Trump hits out as PGA Tour takes World Golf Championships event to Mexico City

The PGA Tour has struck a seven-year deal to move its elite World Golf Championships event from the Donald Trump-owned Doral course in Miami to Mexico City, a decision blasted by the US Republican presidential candidate.

The tournament formerly known as the WGC-Cadillac Championship will no longer be staged at Doral after the Tour was unable to find a new title sponsor. The PGA Tour had held a contract with Doral through to 2023, but US automotive marque Cadillac, a division of General Motors, ended its support this year and no replacement could be found.

The former Cadillac Championship has been held at Trump National Doral since 2007, with Cadillac serving as the title sponsor since 2011. From 1999 through 2006, the tournament was held in Spain, Ireland and England as well as the US. 

The tournament will now relocate to Mexico City and be renamed the World Golf Championships-Mexico Championship, beginning in 2017. The seven-year agreement will run through the 2023 edition and has been struck with Grupo Salinas, a collection of companies based in Mexico City primarily involved in retail, television, telecommunications and other businesses. The inaugural event will be played from March 2-5 at a venue still to be determined.

Speaking at a news conference yesterday (Wednesday), PGA Tour commissioner Tim Finchem (pictured) stressed that the decision was not a political one. “The decision made here was based on the reality that we were not able to secure sponsorship for next year's WGC at Doral, or for other years for that matter,” he said.

“At the same time, we had an opportunity to build what we think is going to be a spectacular event in an area that is strategically important to the growth of the sport and the activity of the PGA Tour that has been focused in South America and Central America for the last good number of years.”

He added: “We are a conservative organisation. We value dollars for our players. We have a strong sense of fiduciary responsibility, so we make decisions that are in the best interests of our players, short term and long term. From a golf standpoint, we have no issues with Donald Trump. From a political standpoint, we are neutral. The PGA Tour has never been involved or cares to be involved in presidential politics … this is not a political decision.”

Trump’s presidential campaign has seen him promise to build a wall on the US-Mexican border, deport 11 million illegal immigrants and temporarily bar Muslims from entering the country. Ahead of the formal announcement of the deal, he said the PGA Tour’s decision echoed those of some US companies moving jobs to Mexico, which has also been a frequent claim during his presidential campaign.

“The PGA Tour has put profit ahead of thousands of American jobs, millions of dollars in revenue for local communities and charities and the enjoyment of hundreds of thousands of fans who make the tournament an annual tradition,” Trump said in a statement. “This decision only further embodies the very reason I am running for president of the United States.”

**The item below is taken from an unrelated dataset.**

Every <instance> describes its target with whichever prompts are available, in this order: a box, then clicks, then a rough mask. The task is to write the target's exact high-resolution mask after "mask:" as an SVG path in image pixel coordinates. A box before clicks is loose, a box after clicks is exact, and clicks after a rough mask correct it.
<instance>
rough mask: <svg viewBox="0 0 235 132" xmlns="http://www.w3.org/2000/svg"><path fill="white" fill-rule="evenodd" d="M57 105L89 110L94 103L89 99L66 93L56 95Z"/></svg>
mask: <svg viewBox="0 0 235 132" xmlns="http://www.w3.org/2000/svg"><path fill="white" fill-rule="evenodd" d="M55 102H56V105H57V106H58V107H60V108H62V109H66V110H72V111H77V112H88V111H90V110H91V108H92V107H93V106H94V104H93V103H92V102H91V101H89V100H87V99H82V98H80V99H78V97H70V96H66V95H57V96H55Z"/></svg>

Wednesday’s move by the PGA Tour came after the PGA of America in March decided to discontinue the PGA Grand Slam of Golf after last year’s edition of the tournament, which was due to take place on a course owned by Trump, was cancelled.

The 2015 PGA Grand Slam of Golf at Trump National in Los Angeles was scrapped following controversial comments from Trump about Mexican immigrants. The 36-hole exhibition tournament for the four Major champions of the year was established in 1979 and had been played annually since 1986 in destinations such as Chicago, California, Hawaii and Bermuda.